С гибелью овец разбирались долго, приезжали из района и даже из края. Тетя Феня почернела лицом и как будто усохла, ходила, не поднимая головы, надвинув на глаза старенький платок, вставала на работу затемно и затемно возвращалась. На Ваську легли все заботы о младших, теперь мы редко играли в его пустоватом доме, и тихими, неловкими были наши игры. Посреди игры Васька часто задумывался или спохватывался о каком-нибудь деле — в тринадцать лет он становился взрослым, работником в доме. Еще было трудное послевоенное время, второй год стояла засуха. Волчий погром больно ударил по обедневшему колхозу, и кто-то должен был отвечать. Все чаще говорили о близком суде, и выходило, что Фене-сторожихе не иначе как продавать дом, чтобы выпутаться, а самой с ребятишками перебираться в землянку. Уже и покупатель нашелся, заведующий межколхозной маслобойней, сухорукий длиннолицый мужчина с убегающими глазами. Он приезжал на мосластом мерине, ходил вокруг дома с тетей Феней, глядя куда-то мимо дома и людей, тягуче говорил, что дом-де слаб — из летнего леса построен, да ломать и перевозить станет в копеечку, и вообще не то время, чтобы широко отстраиваться, но уж раз такой случай, он не прочь купить. И еще что-то говорил скучное, а тетя Феня только слушала, потупясь, да изредка вздыхала. Но дело вроде бы слаживалось.
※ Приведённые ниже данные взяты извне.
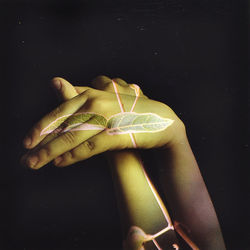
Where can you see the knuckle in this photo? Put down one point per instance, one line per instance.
(45, 152)
(88, 146)
(68, 156)
(55, 113)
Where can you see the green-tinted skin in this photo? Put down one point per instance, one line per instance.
(181, 180)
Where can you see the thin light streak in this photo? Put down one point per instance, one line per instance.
(157, 245)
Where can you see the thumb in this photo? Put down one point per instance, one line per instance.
(64, 89)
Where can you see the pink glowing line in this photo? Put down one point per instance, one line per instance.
(169, 227)
(184, 236)
(133, 140)
(122, 110)
(136, 88)
(163, 209)
(117, 96)
(157, 245)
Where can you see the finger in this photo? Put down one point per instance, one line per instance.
(97, 144)
(121, 82)
(101, 82)
(64, 110)
(58, 146)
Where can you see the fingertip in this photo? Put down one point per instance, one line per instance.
(57, 83)
(57, 161)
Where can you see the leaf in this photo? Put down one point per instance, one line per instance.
(131, 122)
(76, 122)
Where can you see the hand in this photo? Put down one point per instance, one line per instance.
(73, 146)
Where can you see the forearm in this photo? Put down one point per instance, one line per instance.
(188, 197)
(138, 201)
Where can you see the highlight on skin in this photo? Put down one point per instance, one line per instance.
(123, 123)
(164, 211)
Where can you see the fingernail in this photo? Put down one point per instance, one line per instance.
(57, 160)
(32, 161)
(57, 84)
(27, 142)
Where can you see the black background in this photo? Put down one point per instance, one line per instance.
(188, 54)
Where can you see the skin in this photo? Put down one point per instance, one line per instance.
(184, 187)
(128, 176)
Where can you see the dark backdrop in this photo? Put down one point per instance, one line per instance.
(188, 54)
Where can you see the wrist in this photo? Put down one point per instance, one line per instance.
(178, 135)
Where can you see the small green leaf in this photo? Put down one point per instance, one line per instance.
(131, 122)
(76, 122)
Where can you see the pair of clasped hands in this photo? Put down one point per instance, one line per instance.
(72, 146)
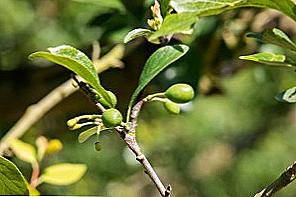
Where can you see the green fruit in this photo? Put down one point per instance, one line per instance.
(112, 97)
(98, 146)
(172, 107)
(111, 118)
(180, 93)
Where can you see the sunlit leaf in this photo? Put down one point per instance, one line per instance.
(12, 182)
(164, 7)
(54, 145)
(268, 59)
(136, 33)
(175, 23)
(158, 61)
(63, 174)
(83, 136)
(77, 62)
(213, 7)
(24, 151)
(288, 96)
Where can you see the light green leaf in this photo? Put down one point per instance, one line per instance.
(213, 7)
(136, 33)
(175, 23)
(12, 182)
(288, 96)
(83, 136)
(274, 36)
(268, 58)
(164, 7)
(24, 151)
(63, 173)
(77, 62)
(158, 61)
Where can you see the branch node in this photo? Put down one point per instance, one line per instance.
(168, 191)
(140, 157)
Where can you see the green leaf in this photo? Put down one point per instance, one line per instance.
(115, 4)
(77, 62)
(24, 151)
(83, 136)
(268, 58)
(175, 23)
(213, 7)
(288, 96)
(164, 7)
(136, 33)
(275, 36)
(158, 61)
(63, 173)
(12, 182)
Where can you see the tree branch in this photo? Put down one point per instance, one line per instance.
(286, 178)
(129, 137)
(128, 134)
(36, 111)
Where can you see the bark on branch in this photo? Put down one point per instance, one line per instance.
(36, 111)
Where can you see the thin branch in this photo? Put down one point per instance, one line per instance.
(36, 111)
(128, 134)
(129, 137)
(286, 178)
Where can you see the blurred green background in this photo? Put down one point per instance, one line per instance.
(232, 140)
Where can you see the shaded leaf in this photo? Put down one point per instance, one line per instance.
(115, 4)
(12, 182)
(213, 7)
(288, 96)
(83, 136)
(24, 151)
(268, 58)
(63, 173)
(158, 61)
(77, 62)
(136, 33)
(175, 23)
(274, 36)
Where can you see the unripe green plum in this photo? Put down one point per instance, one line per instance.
(172, 107)
(111, 118)
(180, 93)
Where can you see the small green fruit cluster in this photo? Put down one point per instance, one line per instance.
(178, 93)
(111, 118)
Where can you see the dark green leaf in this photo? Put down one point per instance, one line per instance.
(276, 37)
(12, 182)
(213, 7)
(115, 4)
(288, 96)
(175, 23)
(136, 33)
(158, 61)
(77, 62)
(267, 58)
(83, 136)
(63, 173)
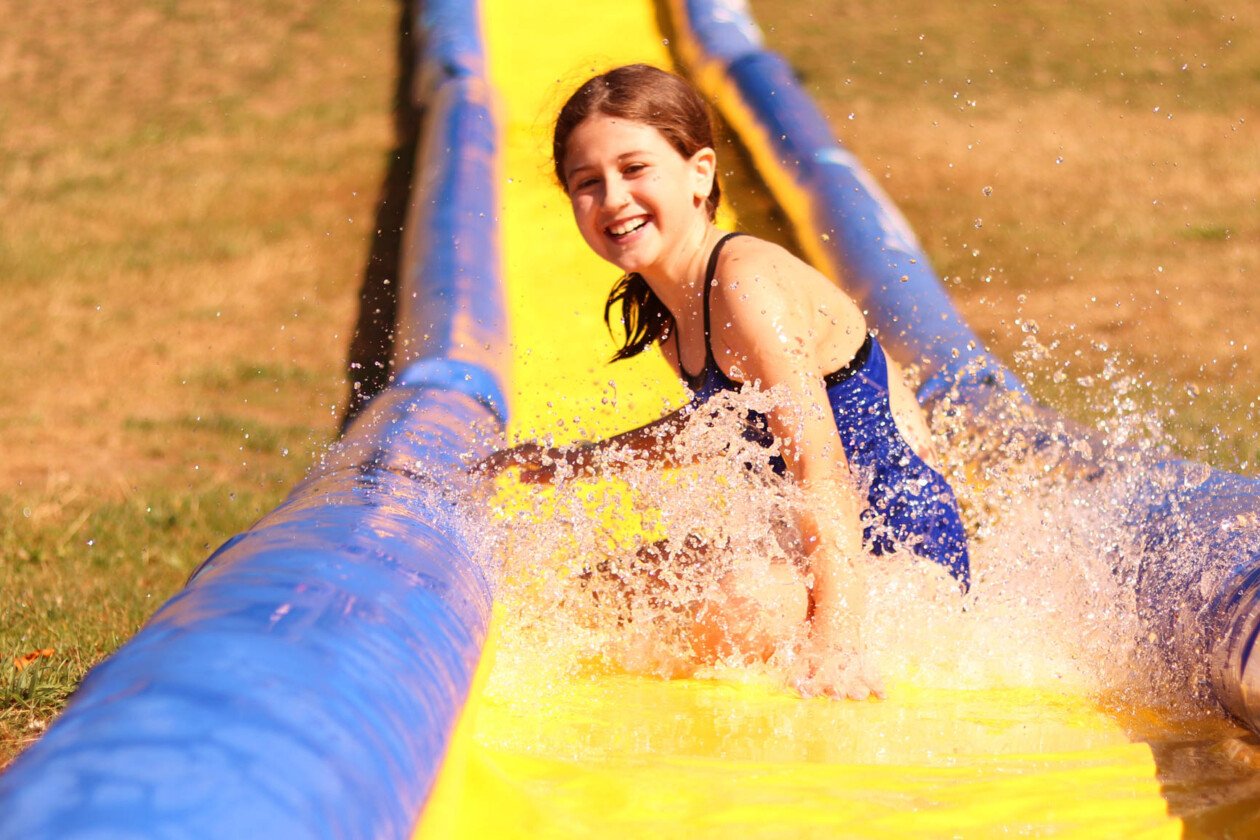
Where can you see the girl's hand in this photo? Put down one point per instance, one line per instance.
(824, 669)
Подходила школьная пора, и я принес показать Ваське новые учебники. Мы устроились в дальнем уголке. Васька достал свои, но как-то отстраненно перелистывал книги, словно были они для него детскими игрушками; мне почему-то стало грустно, хотя у сестренок Васьки, одна из которых закончила первый класс, а другая на будущий год собиралась в школу, книги вызвали благоговейное любопытство — ведь то были книги для седьмого класса, самого старшего в нашей школе.

Тетя Феня гремела у печи чугунами, изредка напоминая нам, чтобы посматривали — а то девчонки испачкают или порвут книги. Неожиданно окликнула:

— Василий! Глянь-ка, кто это к нам? Мы прилипли к окну.

Из высокого ходка, в который был запряжен рыжий злой жеребец, выбирались председатель колхоза и незнакомый мужчина. Тетя Феня, оставив чугуны, торопливо вытирала руки, а дверь уже распахнулась:

— Можно к вам, хозяева?

Председатель, немолодой хмуроватый человек, постоянно ходивший в суконной армейской гимнастерке, снял полувоенную фуражку, огладил тугой командирский ремень, по-свойски сел к столу. Другой гость, невысокий, моложавый человек, задержался у порога, осматриваясь, затем улыбнулся хозяйке, указывая на нас глазами:

— Все ваши?

— Кроме одного, — ответил председатель.

— Все равно богато живете. — Он присел рядом с председателем. По портфелю в его руке угадывался приезжий из района, а может, и откуда повыше.